Facebook informed me that today is International Women’s Day, much in the same way it announces other “special” days (I have more to say on this, but that will be the subject of a separate post). I saw several posts celebrating women and talking about this year’s call: “Pledging for Parity.” Maybe it is the fact that it is a big political year, but it seems to me that posts on this topic are more frequent, repeatedly causing me to think about my own feelings about gender relations.
I recently wrote about my coming to grips with being a feminist, but this morning my ponderings went a different direction. I thought about how I am a relative newcomer to the sisterhood, that unlike many young women today, I grew up with few female friends and never belonged to a group, complete with a cute name, such as the Fabulous Five or the Stupendous Seven.
When I was very young in fact, most of my friends were boys. This was in part due to the demographics of my neighborhood, but also because I had no interest in “girly things.” In fact, I was rather snobbish in my disdain for frilly clothes and makeup. The boys played outside and were more accepting. I don’t remember a boy ever calling me bossy; plenty of the girls did.Things were simple and where you stood was obvious. Like all kids, I sometimes disagreed with my friends, but with the boys, it never felt like a fight; issues didn’t linger and fester. Things usually resolved themselves, most of the time rather quickly.
As I approached tweendom, I changed my mind about the clothes and makeup, but still distrusted groups of girls, finding them cliquish and gossipy. I had no desire to be part of a group that said that some people had to stay on the outside. I believed this about these girls (looking back, with little to no evidence that it was true) and distanced myself. I wanted no part of a group that was all girls, and none of the traditional activities for girls (such as dance or cheerleading) interested me.
This is not to say I had no girlfriends. I had a few, but for the most part, time spent was one-on-one, not in groups. At this point, the boy friends dropped off (lest they be referred to as boyfriends) and I felt no need to increase my social circle and compromise my values. I had a few close friends, that was enough.
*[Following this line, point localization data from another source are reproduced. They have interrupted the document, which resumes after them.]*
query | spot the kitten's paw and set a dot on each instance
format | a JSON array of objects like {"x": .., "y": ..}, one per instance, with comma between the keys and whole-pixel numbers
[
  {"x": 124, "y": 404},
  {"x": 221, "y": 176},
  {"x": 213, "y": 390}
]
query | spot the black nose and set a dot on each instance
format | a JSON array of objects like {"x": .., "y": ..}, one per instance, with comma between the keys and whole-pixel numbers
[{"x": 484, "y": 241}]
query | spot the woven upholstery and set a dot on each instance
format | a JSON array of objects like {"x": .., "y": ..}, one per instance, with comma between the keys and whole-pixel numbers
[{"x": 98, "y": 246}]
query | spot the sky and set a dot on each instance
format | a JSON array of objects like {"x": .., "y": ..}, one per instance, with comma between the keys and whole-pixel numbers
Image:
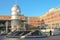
[{"x": 29, "y": 7}]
This didn’t really change until I became a mom. The first few years were isolating. When our oldest started school and we got involved in our local community, I realized what I had been missing. I found my village. Before I knew what had happened, I was swapping birth stories with strangers, as well as tips and struggles about parenting. Many “me toos” later, I realized I had joined a sisterhood. As my children and I have grown, those relationships have grown as well, to the point where I have several friends who are as close as family. I can honestly say I don’t know how I would have coped with the challenges life has thrown me without these women by my side.
Now I look at young women and almost wish I had discovered the concept of this sisterhood sooner. I know that their relationships will change over time, and some friendships will not last, but it must be nice to have a group who can say they knew you “back when.” I watch them gathering as they get older. Their interests and activities have changed, but the giggling and affection (and even a bit of the competitiveness) is the same.
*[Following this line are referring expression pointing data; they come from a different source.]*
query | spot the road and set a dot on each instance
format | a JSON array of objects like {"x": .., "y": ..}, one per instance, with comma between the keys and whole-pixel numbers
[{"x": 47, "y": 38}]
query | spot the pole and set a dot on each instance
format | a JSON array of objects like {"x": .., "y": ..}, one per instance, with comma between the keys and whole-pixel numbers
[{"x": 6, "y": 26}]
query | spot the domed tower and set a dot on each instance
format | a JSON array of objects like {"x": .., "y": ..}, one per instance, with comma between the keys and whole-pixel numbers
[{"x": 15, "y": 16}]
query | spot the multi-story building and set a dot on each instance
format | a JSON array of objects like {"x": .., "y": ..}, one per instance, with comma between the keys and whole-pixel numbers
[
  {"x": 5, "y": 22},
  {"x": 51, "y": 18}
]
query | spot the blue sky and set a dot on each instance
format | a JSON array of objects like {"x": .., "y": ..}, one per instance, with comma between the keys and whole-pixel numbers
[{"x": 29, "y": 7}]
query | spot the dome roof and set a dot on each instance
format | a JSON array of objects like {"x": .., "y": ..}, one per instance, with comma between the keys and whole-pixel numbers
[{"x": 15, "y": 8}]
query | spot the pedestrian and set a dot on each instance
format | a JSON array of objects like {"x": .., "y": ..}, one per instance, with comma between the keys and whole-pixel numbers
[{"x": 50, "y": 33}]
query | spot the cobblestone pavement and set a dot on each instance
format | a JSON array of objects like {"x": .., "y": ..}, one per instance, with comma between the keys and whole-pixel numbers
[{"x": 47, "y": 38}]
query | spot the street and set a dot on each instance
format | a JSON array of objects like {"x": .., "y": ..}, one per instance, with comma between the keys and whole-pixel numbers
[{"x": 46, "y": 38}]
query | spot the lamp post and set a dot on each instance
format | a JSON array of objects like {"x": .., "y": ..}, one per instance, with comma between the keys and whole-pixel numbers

Though shared history is a glue that can hold people together, having similar experiences can work in the same way. I find that even growing up in different places and sometimes slightly different times, some things were just the same: fashions in hair and clothing, school experiences, navigating the social waters as an adolescent and figuring out (to use today’s terminology) how “to adult.” I have found that the sisterhood is not as exclusive as I once thought.Though I am late to the party, I have been welcomed and now am happy to be here.